Approval has yet to be received.

The Hong Kong Exchanges and Clearing (HKEx) had recently announced that it has yet to receive approval from mainland authorities for the launch of the Shanghai-Hong Kong Stock Connect programme, and it noted that the parties involved are technically ready, but there is no firm date for implementation.

According to a research note from Standard Chartered, the long-awaited Stock Connect programme failed to launch within six months of the initial announcement, as planned.

HKEx Chief Executive Charles Li suggested earlier this month that there was no timetable for the launch.

A number of local media – including Hong Kong Commercial Daily and Oriental Daily – interpreted the delay as the result of escalating political tensions in Hong Kong amid month-long street protests, and said it could be delayed indefinitely.

Previously, market participants had widely expected the programme to be officially launched on 27 October.

In response to Hong Kong media reports of an indefinite delay, China’s People’s Daily suggested that the Stock Connect is an established policy and it is only a matter of time before it is launched.

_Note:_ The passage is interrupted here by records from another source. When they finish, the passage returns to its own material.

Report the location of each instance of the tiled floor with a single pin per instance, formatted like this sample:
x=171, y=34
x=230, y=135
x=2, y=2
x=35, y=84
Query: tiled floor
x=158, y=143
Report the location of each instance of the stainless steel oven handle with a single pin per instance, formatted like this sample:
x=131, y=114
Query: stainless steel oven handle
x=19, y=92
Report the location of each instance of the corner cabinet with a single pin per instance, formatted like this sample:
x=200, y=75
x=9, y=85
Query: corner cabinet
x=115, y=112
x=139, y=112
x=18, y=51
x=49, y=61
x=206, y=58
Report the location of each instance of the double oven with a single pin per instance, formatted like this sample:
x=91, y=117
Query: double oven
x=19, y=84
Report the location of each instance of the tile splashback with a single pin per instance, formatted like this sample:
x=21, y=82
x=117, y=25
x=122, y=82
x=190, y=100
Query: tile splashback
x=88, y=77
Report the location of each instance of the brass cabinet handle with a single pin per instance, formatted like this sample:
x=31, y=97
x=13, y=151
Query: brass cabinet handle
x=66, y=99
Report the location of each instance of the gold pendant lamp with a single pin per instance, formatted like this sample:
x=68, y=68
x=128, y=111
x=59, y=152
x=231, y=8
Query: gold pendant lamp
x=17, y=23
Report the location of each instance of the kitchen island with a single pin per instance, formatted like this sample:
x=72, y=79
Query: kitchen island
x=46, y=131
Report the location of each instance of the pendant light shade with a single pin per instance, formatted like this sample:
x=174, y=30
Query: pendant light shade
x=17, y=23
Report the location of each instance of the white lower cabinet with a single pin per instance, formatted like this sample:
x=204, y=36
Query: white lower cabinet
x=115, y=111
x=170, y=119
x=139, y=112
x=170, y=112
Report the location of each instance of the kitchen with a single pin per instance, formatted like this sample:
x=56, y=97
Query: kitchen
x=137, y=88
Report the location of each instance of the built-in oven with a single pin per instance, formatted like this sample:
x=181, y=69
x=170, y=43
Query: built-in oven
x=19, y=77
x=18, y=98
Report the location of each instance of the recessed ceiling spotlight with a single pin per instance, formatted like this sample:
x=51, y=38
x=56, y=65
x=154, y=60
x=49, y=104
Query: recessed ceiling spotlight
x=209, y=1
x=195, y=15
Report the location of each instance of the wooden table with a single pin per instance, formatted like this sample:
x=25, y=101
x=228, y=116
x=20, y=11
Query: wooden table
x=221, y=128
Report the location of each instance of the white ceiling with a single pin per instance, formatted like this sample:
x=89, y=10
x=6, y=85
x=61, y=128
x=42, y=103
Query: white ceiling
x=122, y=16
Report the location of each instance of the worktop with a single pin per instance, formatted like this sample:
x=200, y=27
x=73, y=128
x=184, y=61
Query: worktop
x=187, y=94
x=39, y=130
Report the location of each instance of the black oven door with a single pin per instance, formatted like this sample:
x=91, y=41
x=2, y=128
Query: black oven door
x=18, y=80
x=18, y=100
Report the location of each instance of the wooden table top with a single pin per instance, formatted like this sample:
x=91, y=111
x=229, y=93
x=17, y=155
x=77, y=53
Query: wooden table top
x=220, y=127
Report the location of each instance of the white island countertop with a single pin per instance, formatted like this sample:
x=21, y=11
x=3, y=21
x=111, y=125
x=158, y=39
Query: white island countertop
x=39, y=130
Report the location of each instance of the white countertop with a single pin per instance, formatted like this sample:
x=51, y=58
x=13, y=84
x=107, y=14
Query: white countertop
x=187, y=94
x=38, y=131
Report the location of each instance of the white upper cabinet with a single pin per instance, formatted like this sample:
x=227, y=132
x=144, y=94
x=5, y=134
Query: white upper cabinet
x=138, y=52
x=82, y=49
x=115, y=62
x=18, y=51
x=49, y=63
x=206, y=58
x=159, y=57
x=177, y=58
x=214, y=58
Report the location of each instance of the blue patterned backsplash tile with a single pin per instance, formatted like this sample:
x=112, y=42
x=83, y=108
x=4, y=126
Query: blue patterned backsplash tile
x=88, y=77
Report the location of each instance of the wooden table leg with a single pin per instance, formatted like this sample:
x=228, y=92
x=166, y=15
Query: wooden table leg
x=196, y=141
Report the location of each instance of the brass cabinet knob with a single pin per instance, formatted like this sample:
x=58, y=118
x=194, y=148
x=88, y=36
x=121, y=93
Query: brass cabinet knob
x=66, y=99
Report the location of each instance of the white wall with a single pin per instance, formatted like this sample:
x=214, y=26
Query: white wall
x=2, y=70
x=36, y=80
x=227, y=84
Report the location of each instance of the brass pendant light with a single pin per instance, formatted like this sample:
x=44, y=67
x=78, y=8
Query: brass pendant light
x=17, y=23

Here's more from Standard Chartered:

We understand that technical issues affecting the launch have been largely resolved, especially in areas such as settlement and FX conversion and capital-gains tax treatment.

A number of Chinese banks announced earlier this month that they had received approval to conduct Stock Connect-related settlement and FX conversion business.

Stock investments under the stock connect programme are likely to be exempt from capital-gains tax, according to China’s Global Times, which said that only a small stamp duty would be tested during the Stock Connect trading platform test conducted by the Shanghai Stock Exchange (SSE) in late September.

Many foreign investors who access China’s onshore securities via the Qualified Foreign Institutional Investor (QFII) and R-QFII programmes are still subject to a 10% provisional capital-gains tax charged by custody banks, although some investors recently received an exemption from the SFC.